The repository contains the materials related to the paper:
Marie-Catherine de Marneffe, Mandy Simons, and Judith Tonhauser (2019). The CommitmentBank: Investigating projection in naturally occurring discourse. Proceedings of Sinn und Bedeutung 23.
The CommitmentBank is a corpus of 1,200 naturally occurring discourses whose final sentence contains a clause-embedding predicate under an entailment canceling operator (question, modal, negation, antecedent of conditional).
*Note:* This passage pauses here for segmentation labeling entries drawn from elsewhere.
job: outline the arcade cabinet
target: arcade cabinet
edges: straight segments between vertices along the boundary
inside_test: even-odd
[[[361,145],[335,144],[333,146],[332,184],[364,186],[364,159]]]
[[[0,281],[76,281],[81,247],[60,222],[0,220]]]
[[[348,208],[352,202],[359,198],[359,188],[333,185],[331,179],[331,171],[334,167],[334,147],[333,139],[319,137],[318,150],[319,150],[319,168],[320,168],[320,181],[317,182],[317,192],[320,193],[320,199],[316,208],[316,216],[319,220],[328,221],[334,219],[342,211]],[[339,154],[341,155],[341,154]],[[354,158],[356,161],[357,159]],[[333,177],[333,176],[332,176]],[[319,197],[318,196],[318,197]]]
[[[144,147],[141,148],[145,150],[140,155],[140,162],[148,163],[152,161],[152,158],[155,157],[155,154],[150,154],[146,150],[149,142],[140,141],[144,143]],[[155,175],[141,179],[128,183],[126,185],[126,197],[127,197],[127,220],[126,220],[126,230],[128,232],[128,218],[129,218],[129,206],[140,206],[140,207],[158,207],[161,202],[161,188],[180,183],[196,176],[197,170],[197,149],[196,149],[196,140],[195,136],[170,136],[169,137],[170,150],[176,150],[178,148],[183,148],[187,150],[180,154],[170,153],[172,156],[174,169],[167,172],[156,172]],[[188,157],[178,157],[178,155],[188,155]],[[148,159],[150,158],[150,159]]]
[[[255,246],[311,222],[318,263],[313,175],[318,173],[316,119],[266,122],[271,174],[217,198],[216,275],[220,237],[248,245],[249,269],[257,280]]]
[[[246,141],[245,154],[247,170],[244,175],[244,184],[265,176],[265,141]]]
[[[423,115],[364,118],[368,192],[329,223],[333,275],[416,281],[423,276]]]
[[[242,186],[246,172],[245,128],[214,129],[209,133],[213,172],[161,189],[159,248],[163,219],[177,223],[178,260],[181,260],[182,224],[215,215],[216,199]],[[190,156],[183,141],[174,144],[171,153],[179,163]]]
CommitmentBank-items.csv contains the data, one item per row
CommitmentBank-All.csv contains each participant's answer
- Target: sentence of interest, containing a clause-embedding predicate under an entailment canceling operator
- Context: preceding context of the target sentence (up to 2 sentences/turns)
- Prompt: prompt used in the experiment to gather projection judgments
- Verb: clause-embedding predicate
- Embedding: type of entailment canceling operator
- factive: whether the verb is canonically considered factive or not
- ModalType: for modal embedding, type of modal (AB: ability, CI: circumstancial, DE: deontic, EP: epistemic)
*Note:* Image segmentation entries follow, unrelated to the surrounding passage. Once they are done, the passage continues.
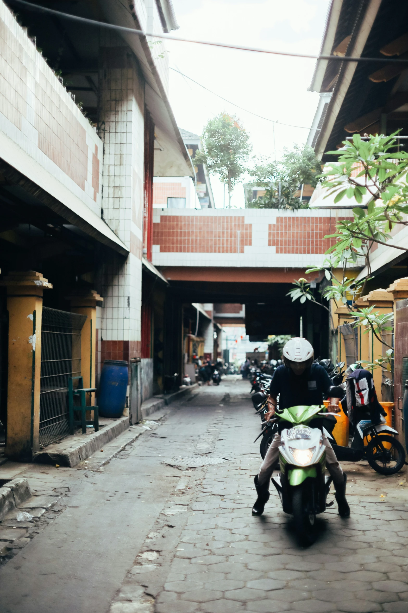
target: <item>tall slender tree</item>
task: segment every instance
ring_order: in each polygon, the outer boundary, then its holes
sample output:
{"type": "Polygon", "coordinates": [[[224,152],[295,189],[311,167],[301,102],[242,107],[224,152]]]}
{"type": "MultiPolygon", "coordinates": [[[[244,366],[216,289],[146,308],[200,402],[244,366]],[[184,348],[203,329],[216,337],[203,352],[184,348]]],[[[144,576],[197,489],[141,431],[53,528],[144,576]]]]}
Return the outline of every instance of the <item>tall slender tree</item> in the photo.
{"type": "Polygon", "coordinates": [[[196,164],[204,164],[209,172],[220,176],[228,186],[228,208],[231,208],[232,189],[246,170],[251,150],[250,135],[236,115],[220,113],[209,120],[206,125],[201,141],[202,149],[198,150],[193,159],[196,164]]]}

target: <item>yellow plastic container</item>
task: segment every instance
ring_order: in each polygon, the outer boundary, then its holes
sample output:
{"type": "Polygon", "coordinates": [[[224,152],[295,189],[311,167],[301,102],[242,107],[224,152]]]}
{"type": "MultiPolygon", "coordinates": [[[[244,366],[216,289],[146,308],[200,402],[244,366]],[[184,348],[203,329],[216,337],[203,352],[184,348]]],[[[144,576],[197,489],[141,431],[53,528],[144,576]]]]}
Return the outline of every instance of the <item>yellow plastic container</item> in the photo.
{"type": "MultiPolygon", "coordinates": [[[[328,405],[328,400],[325,400],[324,406],[327,407],[328,405]]],[[[341,408],[341,403],[339,404],[339,406],[341,408]]],[[[333,430],[333,435],[336,439],[337,444],[341,445],[342,447],[348,447],[349,428],[349,418],[347,415],[344,414],[343,409],[341,409],[339,413],[330,413],[330,414],[334,415],[336,417],[337,422],[333,430]]]]}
- MatTense: tense of the matrix verb
- MatSubjLemma: lemma of the matrix verb subject
- MatSubjPer: person of the matrix verb subject
- MatSubjNum: number of the matrix verb subject
- genre: corpus from which the item has been extracted
- Answer/Responses: projection judgments to the prompt, using a 7-point Likert scale (-3/the author is certain that the prompt is false, 0/the author is not certain whether the prompt is true or false, 3/the author is certain that the prompt is true)
- mean.noTarget: mean of responses to the "plausibility of the content of the complement given context" (see Section 2.6 in the paper)
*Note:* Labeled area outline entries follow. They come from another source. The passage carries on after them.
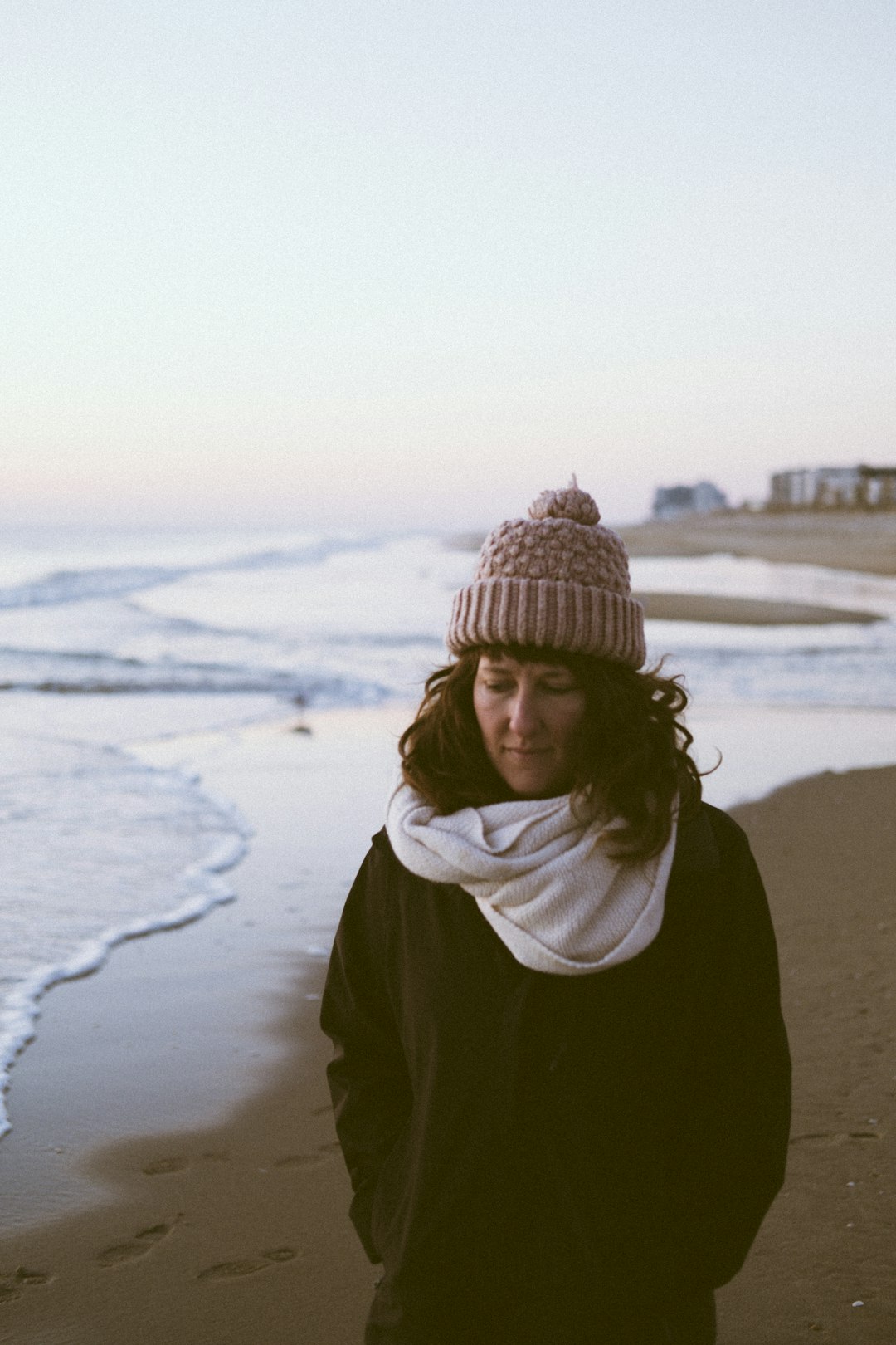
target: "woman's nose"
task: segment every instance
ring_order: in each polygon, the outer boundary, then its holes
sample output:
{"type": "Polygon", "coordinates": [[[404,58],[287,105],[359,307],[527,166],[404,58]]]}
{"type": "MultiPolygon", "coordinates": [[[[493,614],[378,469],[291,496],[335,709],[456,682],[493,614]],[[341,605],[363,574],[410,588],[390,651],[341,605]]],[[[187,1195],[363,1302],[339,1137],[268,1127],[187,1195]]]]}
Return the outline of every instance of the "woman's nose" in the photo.
{"type": "Polygon", "coordinates": [[[510,706],[510,729],[519,737],[529,737],[539,729],[539,709],[528,691],[519,691],[510,706]]]}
- sd.noTarget: standard deviation of responses to the "plausibility of the content of the complement given context" (see Section 2.6 in the paper)
analysis-SuB-paper.R contains the R code to reproduce the figures and models in the paper. At time of publication, a few items were missing annotation for the tense of the matrix verb. These got fixed in the released data. However running the code on the released data leads to minimal discrepancies from what is reported in the paper wrt tense.